A few months ago, director Ira Sachs and I took a trip to the New York Public Library’s Manuscripts and Archives Division. Ira had first heard about Avery Willard through singer Antony Hegarty of Antony and the Johnsons. When Ira and Adam Baran asked Antony what films he would want to show at their Queer/Art/Film series at the IFC Center, Antony said that he wanted to show films he’d only heard about but never seen: the lost films of Charles Ludlam and Avery Willard. Ira and Adam had restored and presented the Charles Ludlam films at their series, and now it was time to see what could be done about Avery Willard.
Upon requesting access to the Avery Willard Collection at the library, we were presented with three nondescript cardboard boxes. Each contained dozens of tangled, decaying reels of film shot by Mr. Willard from the 1940s through the 1970s. After restoring and viewing four of the prints, we were instantly mesmerized. The films were so wonderfully strange and enchanting that we knew there had to be a fascinating life behind them. And so, with almost no clues, we set out in search of Avery Willard.
While we were researching Avery, Ira was simultaneously developing his film Keep The Lights On. In the original draft of the script, the lead character, Erik, was a young documentarian making a film-within-a-film about the famous East Village gay club, The Saint. One day, Ira told me that he had experienced a moment of clarity. His partner Boris suggested that Erik be shooting our doc, mirroring our real-life search for Avery. It made perfect sense. Keep The Lights On felt so real to me and so beautifully honest. Why not blur the lines even more?
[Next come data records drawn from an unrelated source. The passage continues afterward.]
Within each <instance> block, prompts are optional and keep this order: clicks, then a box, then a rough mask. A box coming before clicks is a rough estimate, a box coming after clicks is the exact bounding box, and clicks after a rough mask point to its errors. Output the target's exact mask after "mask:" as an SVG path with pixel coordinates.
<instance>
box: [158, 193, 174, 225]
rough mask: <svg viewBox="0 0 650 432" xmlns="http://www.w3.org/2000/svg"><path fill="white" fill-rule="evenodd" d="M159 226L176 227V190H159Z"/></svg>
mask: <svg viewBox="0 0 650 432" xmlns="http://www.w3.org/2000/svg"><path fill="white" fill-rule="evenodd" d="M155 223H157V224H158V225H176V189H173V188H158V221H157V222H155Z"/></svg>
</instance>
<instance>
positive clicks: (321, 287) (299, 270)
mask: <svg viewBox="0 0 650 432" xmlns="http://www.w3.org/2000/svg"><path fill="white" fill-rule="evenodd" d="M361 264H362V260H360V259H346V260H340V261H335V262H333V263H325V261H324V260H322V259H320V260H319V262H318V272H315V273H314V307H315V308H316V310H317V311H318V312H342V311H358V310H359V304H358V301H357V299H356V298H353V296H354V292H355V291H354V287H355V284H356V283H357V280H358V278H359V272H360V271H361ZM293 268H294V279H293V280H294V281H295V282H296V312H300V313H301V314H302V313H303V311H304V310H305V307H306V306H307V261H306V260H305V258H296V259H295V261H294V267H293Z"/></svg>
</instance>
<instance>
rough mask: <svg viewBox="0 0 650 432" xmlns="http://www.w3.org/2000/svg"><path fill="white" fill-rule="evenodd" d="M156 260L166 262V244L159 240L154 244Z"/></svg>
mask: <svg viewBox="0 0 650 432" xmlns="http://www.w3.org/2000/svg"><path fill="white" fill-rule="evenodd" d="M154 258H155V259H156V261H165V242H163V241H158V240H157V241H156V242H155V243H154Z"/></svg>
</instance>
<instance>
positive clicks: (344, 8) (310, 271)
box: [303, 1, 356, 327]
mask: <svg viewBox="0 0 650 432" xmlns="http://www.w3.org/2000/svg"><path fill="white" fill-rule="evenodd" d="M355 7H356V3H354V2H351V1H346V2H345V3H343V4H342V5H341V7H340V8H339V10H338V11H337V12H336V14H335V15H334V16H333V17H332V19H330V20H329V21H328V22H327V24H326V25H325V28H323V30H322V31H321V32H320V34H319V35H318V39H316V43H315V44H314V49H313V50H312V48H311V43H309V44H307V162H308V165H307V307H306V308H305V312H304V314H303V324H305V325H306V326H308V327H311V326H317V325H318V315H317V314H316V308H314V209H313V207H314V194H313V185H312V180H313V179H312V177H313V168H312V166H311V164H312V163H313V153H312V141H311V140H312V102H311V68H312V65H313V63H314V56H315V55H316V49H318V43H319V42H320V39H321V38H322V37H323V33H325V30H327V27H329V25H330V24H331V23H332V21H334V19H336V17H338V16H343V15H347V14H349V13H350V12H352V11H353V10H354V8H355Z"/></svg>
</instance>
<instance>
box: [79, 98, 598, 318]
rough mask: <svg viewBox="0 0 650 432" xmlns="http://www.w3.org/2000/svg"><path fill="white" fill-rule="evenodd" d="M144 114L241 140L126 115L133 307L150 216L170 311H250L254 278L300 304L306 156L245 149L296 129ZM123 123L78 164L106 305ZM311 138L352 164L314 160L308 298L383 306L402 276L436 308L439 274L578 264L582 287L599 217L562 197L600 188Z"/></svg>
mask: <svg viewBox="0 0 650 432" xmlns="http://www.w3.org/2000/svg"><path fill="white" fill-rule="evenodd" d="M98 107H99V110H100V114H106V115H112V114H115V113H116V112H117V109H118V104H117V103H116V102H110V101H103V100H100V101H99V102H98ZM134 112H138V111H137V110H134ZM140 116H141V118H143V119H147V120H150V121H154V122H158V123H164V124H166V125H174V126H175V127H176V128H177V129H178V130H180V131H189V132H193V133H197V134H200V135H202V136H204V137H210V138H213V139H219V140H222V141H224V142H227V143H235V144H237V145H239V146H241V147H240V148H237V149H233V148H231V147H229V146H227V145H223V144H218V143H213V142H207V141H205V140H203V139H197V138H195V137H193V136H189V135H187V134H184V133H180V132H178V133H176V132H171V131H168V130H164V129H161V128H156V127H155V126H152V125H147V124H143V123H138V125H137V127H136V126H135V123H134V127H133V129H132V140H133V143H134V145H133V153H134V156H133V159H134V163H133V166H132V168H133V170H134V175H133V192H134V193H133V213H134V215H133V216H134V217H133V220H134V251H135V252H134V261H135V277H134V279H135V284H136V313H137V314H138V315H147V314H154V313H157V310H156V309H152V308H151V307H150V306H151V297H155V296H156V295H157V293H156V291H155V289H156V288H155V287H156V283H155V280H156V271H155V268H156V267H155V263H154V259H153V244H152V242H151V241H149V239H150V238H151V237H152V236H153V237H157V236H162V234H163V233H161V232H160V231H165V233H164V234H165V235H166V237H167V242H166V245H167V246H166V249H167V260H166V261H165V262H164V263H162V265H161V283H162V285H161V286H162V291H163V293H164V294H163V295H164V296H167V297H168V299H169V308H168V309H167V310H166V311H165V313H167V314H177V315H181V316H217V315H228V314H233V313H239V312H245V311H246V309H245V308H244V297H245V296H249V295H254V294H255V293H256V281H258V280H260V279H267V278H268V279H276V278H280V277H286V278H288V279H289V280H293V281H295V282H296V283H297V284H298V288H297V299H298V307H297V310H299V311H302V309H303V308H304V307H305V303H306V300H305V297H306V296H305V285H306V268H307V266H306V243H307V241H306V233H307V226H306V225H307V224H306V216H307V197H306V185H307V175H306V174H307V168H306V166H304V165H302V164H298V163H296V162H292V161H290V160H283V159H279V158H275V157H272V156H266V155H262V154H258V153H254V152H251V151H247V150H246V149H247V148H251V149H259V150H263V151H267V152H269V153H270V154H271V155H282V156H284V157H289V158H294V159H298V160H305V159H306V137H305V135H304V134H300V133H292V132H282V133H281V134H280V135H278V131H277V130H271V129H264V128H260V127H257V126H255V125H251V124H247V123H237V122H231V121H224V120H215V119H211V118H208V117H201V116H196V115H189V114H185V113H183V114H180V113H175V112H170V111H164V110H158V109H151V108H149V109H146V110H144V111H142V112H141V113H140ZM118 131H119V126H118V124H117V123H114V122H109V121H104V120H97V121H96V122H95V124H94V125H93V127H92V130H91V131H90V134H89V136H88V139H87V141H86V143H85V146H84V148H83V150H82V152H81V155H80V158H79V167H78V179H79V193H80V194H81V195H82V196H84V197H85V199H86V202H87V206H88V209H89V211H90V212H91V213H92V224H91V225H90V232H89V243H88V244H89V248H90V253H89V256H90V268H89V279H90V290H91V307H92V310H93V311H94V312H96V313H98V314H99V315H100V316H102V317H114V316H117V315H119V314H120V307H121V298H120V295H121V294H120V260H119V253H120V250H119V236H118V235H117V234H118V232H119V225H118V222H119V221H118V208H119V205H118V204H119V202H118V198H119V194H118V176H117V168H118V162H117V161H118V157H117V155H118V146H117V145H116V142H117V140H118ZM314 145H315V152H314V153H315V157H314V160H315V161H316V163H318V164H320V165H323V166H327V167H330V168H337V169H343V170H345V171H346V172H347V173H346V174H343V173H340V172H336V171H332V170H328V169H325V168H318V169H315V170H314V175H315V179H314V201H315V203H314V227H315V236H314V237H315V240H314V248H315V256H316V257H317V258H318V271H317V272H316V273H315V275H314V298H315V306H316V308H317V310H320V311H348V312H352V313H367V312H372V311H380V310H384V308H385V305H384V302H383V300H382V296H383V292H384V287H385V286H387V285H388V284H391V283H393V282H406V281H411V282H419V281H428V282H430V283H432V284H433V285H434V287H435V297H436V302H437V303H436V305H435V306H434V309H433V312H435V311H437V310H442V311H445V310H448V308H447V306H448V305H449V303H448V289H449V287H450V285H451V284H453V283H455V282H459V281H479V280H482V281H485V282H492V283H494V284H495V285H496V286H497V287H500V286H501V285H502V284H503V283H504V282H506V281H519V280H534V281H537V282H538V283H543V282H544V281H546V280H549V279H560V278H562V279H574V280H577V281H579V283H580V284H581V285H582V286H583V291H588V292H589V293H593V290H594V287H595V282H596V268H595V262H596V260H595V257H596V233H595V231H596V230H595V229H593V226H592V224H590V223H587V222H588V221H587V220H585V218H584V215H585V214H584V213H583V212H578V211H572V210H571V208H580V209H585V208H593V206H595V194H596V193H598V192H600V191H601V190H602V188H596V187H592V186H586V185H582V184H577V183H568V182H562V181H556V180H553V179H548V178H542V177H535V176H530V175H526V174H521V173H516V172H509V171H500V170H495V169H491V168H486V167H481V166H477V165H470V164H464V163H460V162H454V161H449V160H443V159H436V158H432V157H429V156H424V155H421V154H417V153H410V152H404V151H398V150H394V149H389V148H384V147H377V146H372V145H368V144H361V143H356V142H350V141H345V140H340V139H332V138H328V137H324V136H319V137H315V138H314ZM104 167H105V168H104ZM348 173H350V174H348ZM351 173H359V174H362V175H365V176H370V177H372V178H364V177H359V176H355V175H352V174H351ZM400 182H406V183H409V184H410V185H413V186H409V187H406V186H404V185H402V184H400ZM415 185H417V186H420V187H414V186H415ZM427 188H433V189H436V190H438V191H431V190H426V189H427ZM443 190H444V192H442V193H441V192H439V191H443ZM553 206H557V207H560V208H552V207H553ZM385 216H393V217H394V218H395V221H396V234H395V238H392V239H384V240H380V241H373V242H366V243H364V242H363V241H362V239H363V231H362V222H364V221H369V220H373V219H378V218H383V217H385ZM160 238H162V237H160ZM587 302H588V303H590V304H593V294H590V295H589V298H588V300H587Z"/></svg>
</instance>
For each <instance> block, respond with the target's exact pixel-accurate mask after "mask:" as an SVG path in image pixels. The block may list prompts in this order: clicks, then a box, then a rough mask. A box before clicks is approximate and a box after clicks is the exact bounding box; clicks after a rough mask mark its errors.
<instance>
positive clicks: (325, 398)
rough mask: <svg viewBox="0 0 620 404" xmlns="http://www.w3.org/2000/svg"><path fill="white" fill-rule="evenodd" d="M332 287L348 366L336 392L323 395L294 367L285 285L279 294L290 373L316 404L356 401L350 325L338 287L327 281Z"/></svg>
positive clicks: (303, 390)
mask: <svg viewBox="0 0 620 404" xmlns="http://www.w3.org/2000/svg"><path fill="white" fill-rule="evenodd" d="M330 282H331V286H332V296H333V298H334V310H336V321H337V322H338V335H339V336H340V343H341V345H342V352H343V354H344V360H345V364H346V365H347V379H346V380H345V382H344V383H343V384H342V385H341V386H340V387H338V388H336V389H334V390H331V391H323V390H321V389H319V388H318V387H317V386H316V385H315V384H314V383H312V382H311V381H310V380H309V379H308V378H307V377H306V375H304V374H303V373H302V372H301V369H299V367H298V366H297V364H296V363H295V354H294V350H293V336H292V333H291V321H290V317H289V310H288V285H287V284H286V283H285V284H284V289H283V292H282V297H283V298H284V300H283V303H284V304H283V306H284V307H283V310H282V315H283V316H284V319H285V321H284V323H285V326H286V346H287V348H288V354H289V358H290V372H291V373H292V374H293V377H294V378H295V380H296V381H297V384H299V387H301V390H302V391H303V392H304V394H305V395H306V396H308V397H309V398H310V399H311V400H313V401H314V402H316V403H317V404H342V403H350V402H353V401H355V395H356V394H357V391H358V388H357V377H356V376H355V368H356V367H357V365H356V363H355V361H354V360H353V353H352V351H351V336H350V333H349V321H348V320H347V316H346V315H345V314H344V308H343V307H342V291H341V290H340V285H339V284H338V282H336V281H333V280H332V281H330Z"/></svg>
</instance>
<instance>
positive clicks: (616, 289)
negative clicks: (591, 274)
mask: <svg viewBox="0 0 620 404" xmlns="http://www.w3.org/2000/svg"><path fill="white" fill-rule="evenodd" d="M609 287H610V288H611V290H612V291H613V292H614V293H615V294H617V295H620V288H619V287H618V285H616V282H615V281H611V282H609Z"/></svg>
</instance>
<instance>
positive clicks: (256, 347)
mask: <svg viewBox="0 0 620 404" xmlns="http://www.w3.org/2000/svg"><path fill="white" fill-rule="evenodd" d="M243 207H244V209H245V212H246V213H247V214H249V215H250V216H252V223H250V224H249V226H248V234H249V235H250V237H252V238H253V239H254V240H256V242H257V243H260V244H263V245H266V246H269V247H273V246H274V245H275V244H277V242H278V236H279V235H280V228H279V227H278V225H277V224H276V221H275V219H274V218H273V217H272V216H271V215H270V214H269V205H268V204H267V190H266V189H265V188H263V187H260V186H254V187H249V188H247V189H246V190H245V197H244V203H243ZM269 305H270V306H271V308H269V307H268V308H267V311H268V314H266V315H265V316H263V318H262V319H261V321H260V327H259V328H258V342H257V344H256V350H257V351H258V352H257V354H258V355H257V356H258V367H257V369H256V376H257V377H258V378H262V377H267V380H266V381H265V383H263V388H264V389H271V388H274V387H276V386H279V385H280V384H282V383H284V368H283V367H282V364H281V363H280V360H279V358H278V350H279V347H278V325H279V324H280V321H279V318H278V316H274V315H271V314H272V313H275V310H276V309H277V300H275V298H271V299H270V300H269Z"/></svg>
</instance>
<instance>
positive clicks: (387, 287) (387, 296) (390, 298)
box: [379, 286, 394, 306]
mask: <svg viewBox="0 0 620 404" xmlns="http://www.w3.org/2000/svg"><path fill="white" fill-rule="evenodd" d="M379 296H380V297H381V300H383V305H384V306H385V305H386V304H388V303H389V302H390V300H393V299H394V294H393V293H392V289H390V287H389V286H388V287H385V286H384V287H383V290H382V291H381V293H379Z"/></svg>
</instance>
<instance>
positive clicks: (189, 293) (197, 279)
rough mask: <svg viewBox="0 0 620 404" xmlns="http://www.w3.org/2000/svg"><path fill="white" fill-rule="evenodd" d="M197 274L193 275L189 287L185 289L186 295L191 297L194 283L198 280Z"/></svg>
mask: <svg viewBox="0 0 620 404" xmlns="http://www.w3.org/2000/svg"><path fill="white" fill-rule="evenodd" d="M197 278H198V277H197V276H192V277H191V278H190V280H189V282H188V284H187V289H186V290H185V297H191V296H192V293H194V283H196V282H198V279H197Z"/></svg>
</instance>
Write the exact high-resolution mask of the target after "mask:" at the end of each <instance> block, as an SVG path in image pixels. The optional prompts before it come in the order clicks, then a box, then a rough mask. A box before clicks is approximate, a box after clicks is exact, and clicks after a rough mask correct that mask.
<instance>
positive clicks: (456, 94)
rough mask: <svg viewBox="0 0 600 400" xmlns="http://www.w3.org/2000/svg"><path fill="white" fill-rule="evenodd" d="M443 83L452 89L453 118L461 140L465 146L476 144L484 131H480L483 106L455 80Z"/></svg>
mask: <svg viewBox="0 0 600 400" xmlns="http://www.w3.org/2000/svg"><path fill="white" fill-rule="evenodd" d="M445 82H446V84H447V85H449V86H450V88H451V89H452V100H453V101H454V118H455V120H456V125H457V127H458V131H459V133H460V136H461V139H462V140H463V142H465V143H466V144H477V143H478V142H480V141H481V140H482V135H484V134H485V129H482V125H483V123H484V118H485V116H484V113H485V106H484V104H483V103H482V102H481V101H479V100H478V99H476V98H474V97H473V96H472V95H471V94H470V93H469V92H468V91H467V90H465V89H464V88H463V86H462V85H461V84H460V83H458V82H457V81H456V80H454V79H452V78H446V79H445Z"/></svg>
So here we are, shooting reality, shooting fiction, shooting reality as told through fiction. We’ll conduct an interview about Avery and, shortly thereafter, witness Erik shooting the same subject in the same location, asking the same questions. It’s all a bit confusing and wonderful. One of those whirlwind experiences where you have to relinquish lucidity and simply dive right in. As life is layered upon art, we begin to see Avery through many different lenses. Things are merging together in the strangest of ways. I already feel so close to Avery even though there is so much left to know. We don’t expect to find every piece of the puzzle. In fact, our biggest questions remain unanswered. But it’s not all about answers. This is a film about the search itself. The closer we come to chasing down the ghost of Avery Willard, the more we discover profundity and beauty in the gaps and mysteries along the way.